Does real*real*real... = imaginary? $x\cdot x\cdot x\cdot x\cdot x\ ...\ =\ i, x \in \mathbb{R}$

Question

Please be advised as is pointed out below, the video was incorrect and this: $$ x=e^{\frac{\pi}{2}} \Rightarrow x^{x^{x^{x^{...}}}} = i$$Is completely false!

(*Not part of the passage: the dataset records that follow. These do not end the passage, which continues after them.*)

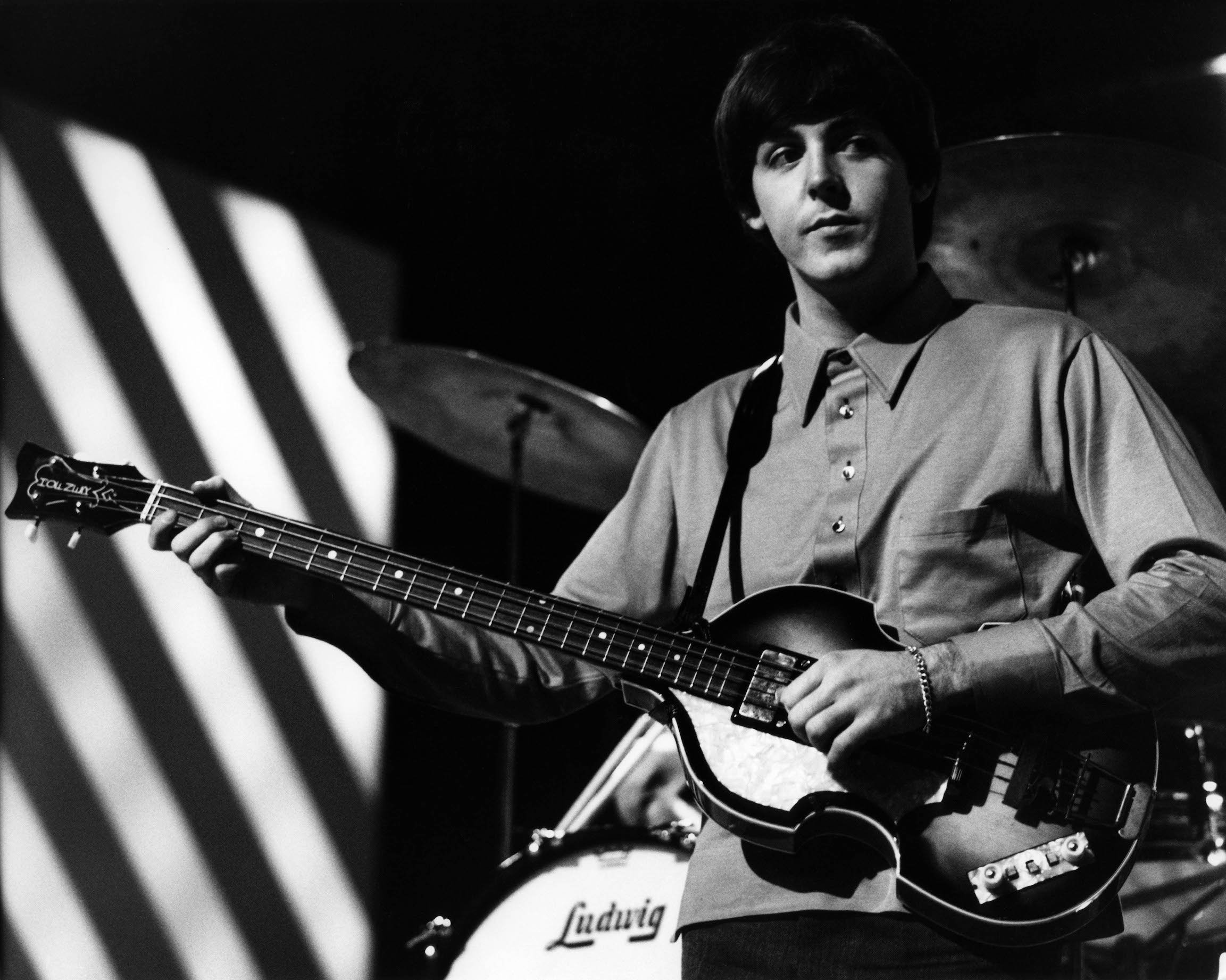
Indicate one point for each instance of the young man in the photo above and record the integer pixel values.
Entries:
(953, 463)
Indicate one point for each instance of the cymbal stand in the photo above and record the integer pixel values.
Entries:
(1078, 255)
(518, 427)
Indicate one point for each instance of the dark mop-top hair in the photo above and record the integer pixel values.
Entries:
(812, 70)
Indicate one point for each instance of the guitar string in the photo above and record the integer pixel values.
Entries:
(451, 576)
(435, 579)
(428, 572)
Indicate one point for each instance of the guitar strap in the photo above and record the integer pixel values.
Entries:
(748, 442)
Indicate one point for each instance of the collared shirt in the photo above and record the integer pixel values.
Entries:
(955, 467)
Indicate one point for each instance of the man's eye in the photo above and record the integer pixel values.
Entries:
(861, 144)
(781, 156)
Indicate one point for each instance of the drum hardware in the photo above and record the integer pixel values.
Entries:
(576, 447)
(1128, 236)
(514, 423)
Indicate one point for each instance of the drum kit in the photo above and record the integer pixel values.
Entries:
(1128, 236)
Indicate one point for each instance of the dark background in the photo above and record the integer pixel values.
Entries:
(545, 173)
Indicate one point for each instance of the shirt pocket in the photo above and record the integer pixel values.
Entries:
(958, 571)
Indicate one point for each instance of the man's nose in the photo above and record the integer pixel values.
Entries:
(824, 182)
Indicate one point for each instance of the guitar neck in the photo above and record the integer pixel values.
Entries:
(703, 669)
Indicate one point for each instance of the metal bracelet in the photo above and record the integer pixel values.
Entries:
(925, 686)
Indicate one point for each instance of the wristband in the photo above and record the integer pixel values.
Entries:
(925, 686)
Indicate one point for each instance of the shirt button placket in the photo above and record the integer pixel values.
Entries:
(846, 432)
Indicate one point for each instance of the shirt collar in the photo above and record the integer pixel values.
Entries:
(886, 355)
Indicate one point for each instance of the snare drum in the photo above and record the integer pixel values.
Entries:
(590, 904)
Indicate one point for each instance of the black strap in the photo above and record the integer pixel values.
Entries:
(748, 442)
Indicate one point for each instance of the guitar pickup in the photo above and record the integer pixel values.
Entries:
(1030, 868)
(758, 709)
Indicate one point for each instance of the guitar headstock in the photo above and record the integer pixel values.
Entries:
(99, 496)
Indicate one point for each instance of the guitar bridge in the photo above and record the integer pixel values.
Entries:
(759, 709)
(1030, 868)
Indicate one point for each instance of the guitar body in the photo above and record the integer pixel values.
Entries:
(936, 830)
(1011, 832)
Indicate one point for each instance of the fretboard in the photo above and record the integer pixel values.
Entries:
(708, 670)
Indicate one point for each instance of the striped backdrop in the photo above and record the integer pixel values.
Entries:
(187, 789)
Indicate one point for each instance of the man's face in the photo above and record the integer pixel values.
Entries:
(837, 200)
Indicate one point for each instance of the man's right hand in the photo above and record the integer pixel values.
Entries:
(215, 553)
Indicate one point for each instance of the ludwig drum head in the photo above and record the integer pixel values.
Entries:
(588, 909)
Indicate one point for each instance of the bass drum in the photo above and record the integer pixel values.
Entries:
(590, 904)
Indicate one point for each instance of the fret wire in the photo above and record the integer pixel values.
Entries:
(725, 659)
(720, 658)
(963, 732)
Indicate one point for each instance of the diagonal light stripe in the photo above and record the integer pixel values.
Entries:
(39, 901)
(316, 348)
(215, 394)
(49, 327)
(180, 319)
(107, 738)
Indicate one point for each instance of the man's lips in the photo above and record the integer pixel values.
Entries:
(831, 221)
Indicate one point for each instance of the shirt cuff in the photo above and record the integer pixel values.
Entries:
(1012, 668)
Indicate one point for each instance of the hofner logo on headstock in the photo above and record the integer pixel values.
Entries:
(97, 492)
(639, 924)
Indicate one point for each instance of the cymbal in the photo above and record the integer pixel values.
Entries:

I recently watched the video by real^real^real^... = imaginary? by blackpenredpen and he shows that this is possible:

$$ x=e^{\frac{\pi}{2}} \Rightarrow x^{x^{x^{x^{...}}}} = i$$

This made me wonder if it is possible to find a similar real number for repeated multiplication rather than exponentiation? $$x\cdot x\cdot x\cdot x\cdot x\ ...\ =\ i, x \in \mathbb{R}$$

My initial thoughts were that repeated multiplication is just exponentiation so maybe we could look at the problem like this:

$$\lim_{n\rightarrow \infty}x^n = i, x \in \mathbb{R} $$

So is this possible? If not it would be nice to see a proof.

Answer 1

The youtube video is wrong.

$x^{x^{x^{x^{...}}}}$ is a so-called power-tower, or hyperpower function, also known as infinite tetration.

It should be noted that the power tower only converges for $x \in (\frac 1{e^e}, e^{\frac 1e})$.

To solve $x^{x^{x^{x^{...}}}} = k$, a non-rigorous "trick" is to write $x^k = k \implies x = k^{\frac 1k}$.

But for $x^{x^{x^{x^{...}}}} = k$ to give the valid solution $x = k^{\frac 1k}$, you must have $k < e$ (based on the radius of convergence I gave above).

So, the solution ($x = \sqrt 2$) is valid for $k=2$, but the solution $x = 3^{\frac 13}$ is not valid for $k = 3$ (as $3 > e$).

Similarly, saying $x^{x^{x^{x^{...}}}} = i \implies x = e^{\frac{\pi}2}$ is simply nonsense. The video is wrong.

An "infinite product" of reals (assuming convergence) has to be real. But it makes little sense to speak of $x\cdot x\cdot x \dots$ because that value is either $0$ for $|x|<1$, $1$ for $x = 1$ and undefined otherwise.